Christie’s quarrels with public unions have so far helped the governor, said Ben Dworkin, director of the Rebovich Institute of New Jersey Politics at Rider University in Lawrenceville.
“The governor has made it clear that public employees are different from everyone else,” Dworkin said. “Like any prosecutor, he’s assigning blame.”
Christie, a former U.S. attorney and the first Republican elected governor of New Jersey since 1997, won in a state where Democrats outnumber Republicans and the unions backed his opponent, incumbent Jon Corzine.
In November, Republicans across the nation capitalized on discontent with the economy and joblessness holding above 9 percent to win a majority of governorships. Most of the Republicans followed Christie in saying they won’t raise taxes.
Governors have focused on employee costs as one-time revenue fixes that were previously used became unavailable, said Matt Fabian, managing director at Concord, Massachusetts-based Municipal Market Advisors.
Fabian said the “anti-tax, anti-government” sentiments many politicians are espousing may have ripple effects in the $2.9 trillion municipal-bond market.
“The protests and the pushback have shown that maybe there’s some limits to the extent to which spending cuts alone can balance budgets,” Fabian said in an interview. “If you say tax increases are impossible for any reason -- even to the point of disrupting your own government -- bondholders should have some concern about the long-term willingness to pay your debt.”
Christie has highlighted the disparity between the “gold-plated” benefits for New Jersey workers and those he got as a federal employee.
The governor, an asthmatic who uses an inhaler daily, said that under his federal health plan, he spent $55 every two months replacing the device. As a state employee, he pays $15.
“The cost of that inhaler didn’t go down,” he said during a Jan. 25 interview. “I’m saving $240 a year out of my own pocket and it’s being pushed onto the taxpayer.”

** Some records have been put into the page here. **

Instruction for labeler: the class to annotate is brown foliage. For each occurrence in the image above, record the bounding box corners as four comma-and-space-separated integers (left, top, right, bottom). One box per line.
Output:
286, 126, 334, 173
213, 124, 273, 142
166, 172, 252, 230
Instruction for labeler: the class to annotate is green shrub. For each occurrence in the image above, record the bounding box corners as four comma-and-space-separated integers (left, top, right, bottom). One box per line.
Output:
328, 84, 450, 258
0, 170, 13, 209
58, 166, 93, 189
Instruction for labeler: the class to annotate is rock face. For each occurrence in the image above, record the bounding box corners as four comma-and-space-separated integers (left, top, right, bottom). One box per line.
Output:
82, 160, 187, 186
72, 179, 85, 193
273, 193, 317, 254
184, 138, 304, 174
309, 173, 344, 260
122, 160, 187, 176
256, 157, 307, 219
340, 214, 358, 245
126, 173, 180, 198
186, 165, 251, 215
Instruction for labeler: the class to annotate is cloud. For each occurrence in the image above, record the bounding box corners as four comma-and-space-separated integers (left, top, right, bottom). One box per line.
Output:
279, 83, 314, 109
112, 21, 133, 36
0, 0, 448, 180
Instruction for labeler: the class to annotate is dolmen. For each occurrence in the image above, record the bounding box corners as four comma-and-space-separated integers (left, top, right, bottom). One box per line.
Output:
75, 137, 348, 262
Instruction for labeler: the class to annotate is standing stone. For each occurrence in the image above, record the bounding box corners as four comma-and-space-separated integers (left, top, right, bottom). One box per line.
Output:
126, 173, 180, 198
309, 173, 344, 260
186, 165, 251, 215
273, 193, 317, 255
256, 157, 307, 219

Senate President Stephen Sweeney, a Democrat whose party controls both houses of New Jersey’s Legislature, has introduced a competing health-care plan that would raise workers’ contributions gradually over seven years and let lower-income employees contribute a smaller percentage. Christie’s strategy of linking property-tax relief to passage of his proposals amounts to “political theatrics,” Sweeney said in a Feb. 24 phone interview.
“Ultimatums don’t go anywhere with anyone,” said Sweeney. “He’s talking about a large part of their income. What we need to do is be fair, and Christie’s plan doesn’t acknowledge any difference between low and high incomes.”

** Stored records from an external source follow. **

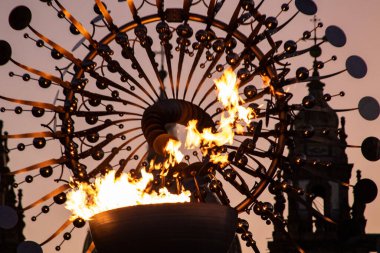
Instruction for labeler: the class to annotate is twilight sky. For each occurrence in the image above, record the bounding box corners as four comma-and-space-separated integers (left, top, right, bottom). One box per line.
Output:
0, 1, 379, 253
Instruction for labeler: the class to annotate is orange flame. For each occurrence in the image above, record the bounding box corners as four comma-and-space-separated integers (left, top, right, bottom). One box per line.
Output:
261, 74, 285, 97
65, 69, 265, 219
65, 170, 191, 220
163, 138, 184, 169
184, 68, 256, 165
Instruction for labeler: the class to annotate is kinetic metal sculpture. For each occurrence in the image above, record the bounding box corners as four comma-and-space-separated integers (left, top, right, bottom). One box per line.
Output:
0, 0, 378, 252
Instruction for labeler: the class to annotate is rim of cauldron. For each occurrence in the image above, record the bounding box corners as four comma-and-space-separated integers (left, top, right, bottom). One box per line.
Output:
89, 202, 238, 253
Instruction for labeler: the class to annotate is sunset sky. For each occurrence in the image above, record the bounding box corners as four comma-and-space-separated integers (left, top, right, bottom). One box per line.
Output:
0, 1, 379, 253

The New Jersey Education Association, which represents about 200,000 current and retired educators, estimates Christie’s health-benefits proposal and his call for higher pension payments would cost teachers earning an average $66,000 at least 15 percent of their compensation.
Politicians such as Christie are using the economic downturn to pit public-sector workers against taxpayers, said Steve Baker, a spokesman for the union. Changes to benefits and pensions should take place at the bargaining table, he said.
Diane Camiolo, who taught at Kingsway Regional High School for 36 years, collects a $42,000 annual pension after retiring at a final salary of $72,000. During her time in the classroom, she said her union once agreed to lower a planned 5 percent raise to 3.5 percent to retain health insurance and accepted a longer school year.
While contribution levels won’t rise for current retirees, other proposals such as an increase in the number of plan options and higher co-pays for doctor visits would apply. The changes are unfair to those who have worked under the assumption of receiving paid health insurance after they retire, Camiolo said at Christie’s West Deptford meeting.
“This is sort of like changing the rules of a football game halfway through,” said Camiolo, 61, who lives in Glassboro and is president of the Gloucester County Retired Educators Association. “You can’t do it.”